Jeremy Frey (Passamaquoddy), ash and sweetgrass basket, 2015. Abbe Museum, Bar Harbor, Maine.

“I base everything I do on the original learnings I got,” says Frey. “I tweak them through my vision, which is a contemporary vision.”

He adds, “When I started traveling, innovating, I got a little bit of pushback—‘That’s not traditional!’—but after a while, the youth started seeing what I was doing and they all decided, ‘Hey! I can be innovative too!’”

Sarah Sockbeson, a Penobscot master weaver, is also one of the younger basketmakers who came up through the apprenticeship program with the Alliance. She says she honors the past while celebrating the present with her art. “You should have a solid foundation,” she says. “From there you should have the freedom to represent who you are as an artist, in whatever you choose to incorporate into your work.”

She sometimes incorporates a piece of deer antler for a handle, a “sculptural kind of element,” she says. Or maybe it’s just color. “I love color in general,” she says. “I love playing with the different dyes and using different processes to achieve different colors…
I usually use the synthetic just because of the more vibrant colors I can achieve.”

Geo Neptune’s baskets also stand out because of the colors and feature unexpected waves of different hues. “I’ve been experimenting with those brighter color pieces,” Neptune says. “A blending technique from both my grandma and my own experimentation and style with color, and techniques that I learned from a Maliseet elder Brent Tomah.”

Richard Silliboy (Micmac), ash and leather pack basket, 2016. Abbe Museum, Bar Harbor, Maine.

Neptune sometimes adds a touch of whimsy with a woven ash bird, something their grandmother made when they were children. “As far as I know, I was the first person to put a woven bird on a basket…that was kind of quickly seen as my signature,” the artist says.

Neptune’s grandmother, Molly Neptune Parker (1939-2020), was a true master basketmaker and one of the founding members and president of the Alliance. “[She] worked really hard to not only create a market within Maine for Wabanaki baskets, but also helped Wabanaki artists find markets throughout the rest of the country,” her grandchild says with pride.

The Maine Indian Basketmakers Alliance continues its outreach and apprenticeships, continues to help young Maine basketmakers gain connections beyond state borders to an ever-growing global market.

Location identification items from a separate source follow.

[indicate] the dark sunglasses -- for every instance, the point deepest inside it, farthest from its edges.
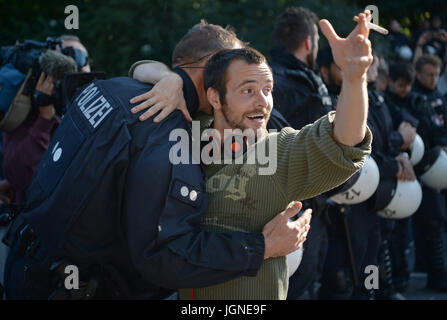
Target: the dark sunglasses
(81, 57)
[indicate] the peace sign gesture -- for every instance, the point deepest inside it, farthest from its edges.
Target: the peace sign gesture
(352, 54)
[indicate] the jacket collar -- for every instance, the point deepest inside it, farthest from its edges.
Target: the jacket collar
(189, 91)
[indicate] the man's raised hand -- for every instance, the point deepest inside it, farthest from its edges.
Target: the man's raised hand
(352, 54)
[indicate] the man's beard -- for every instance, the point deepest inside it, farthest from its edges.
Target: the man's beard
(239, 125)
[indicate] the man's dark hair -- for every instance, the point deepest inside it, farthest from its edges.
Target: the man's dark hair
(201, 41)
(427, 59)
(402, 70)
(214, 75)
(292, 27)
(69, 37)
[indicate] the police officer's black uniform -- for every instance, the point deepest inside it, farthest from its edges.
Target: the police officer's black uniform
(107, 199)
(302, 98)
(430, 218)
(401, 234)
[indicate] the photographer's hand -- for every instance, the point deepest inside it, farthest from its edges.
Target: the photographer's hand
(45, 84)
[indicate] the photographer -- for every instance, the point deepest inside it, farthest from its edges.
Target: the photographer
(24, 147)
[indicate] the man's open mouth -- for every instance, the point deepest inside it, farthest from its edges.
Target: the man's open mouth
(257, 117)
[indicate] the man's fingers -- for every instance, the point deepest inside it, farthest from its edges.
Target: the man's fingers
(41, 78)
(292, 210)
(164, 113)
(145, 105)
(153, 110)
(141, 97)
(363, 28)
(186, 113)
(328, 30)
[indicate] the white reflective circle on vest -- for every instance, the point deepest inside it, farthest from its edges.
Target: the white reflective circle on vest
(294, 260)
(364, 187)
(417, 150)
(436, 176)
(406, 200)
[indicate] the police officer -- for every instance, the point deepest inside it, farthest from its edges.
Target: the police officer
(301, 97)
(400, 101)
(431, 216)
(93, 203)
(337, 278)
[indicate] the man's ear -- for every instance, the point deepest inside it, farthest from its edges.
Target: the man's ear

There’s also grave concern about the emerald ash borer, an aggressive insect which has decimated ash forests in other areas. The insect remains a threat to Maine, and a threat to these basketmakers whose culture began with ash trees.

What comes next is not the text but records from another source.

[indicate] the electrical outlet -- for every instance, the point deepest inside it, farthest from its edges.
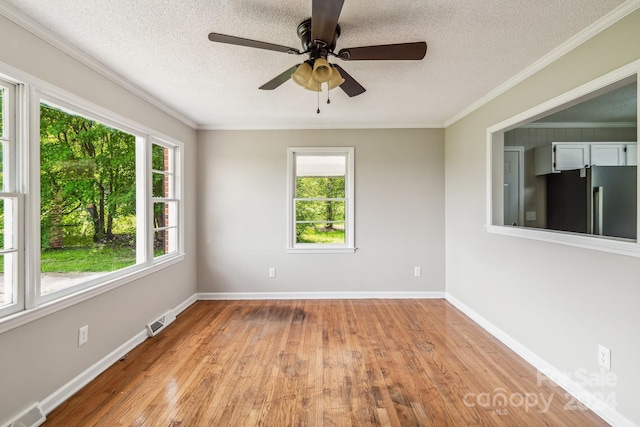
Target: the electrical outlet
(83, 335)
(604, 357)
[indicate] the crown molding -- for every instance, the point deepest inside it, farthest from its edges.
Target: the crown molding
(50, 38)
(578, 125)
(606, 21)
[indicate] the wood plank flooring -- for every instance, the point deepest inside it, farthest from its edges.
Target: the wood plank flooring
(321, 363)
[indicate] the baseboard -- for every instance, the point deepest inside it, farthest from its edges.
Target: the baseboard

“I think of them as how far can I work this material,” says Frey. “There’s so many reasons the material needs to be saved and used sparingly. So my whole approach to basketry was always make the most elaborate, beautiful thing you can…with a minimum.”

What else has the Alliance accomplished? The average age of Wabanaki basketmakers has lowered from 63 to 40, as younger people continue to be inspired. Membership is up from the original 55 in 1988 to about 150 basketmakers in 2021. So, mission accomplished.

“It was really an amazing effort by the entire group of basketmakers,” says Secord. “I say to people we set up to save our own endangered art form…and we did.”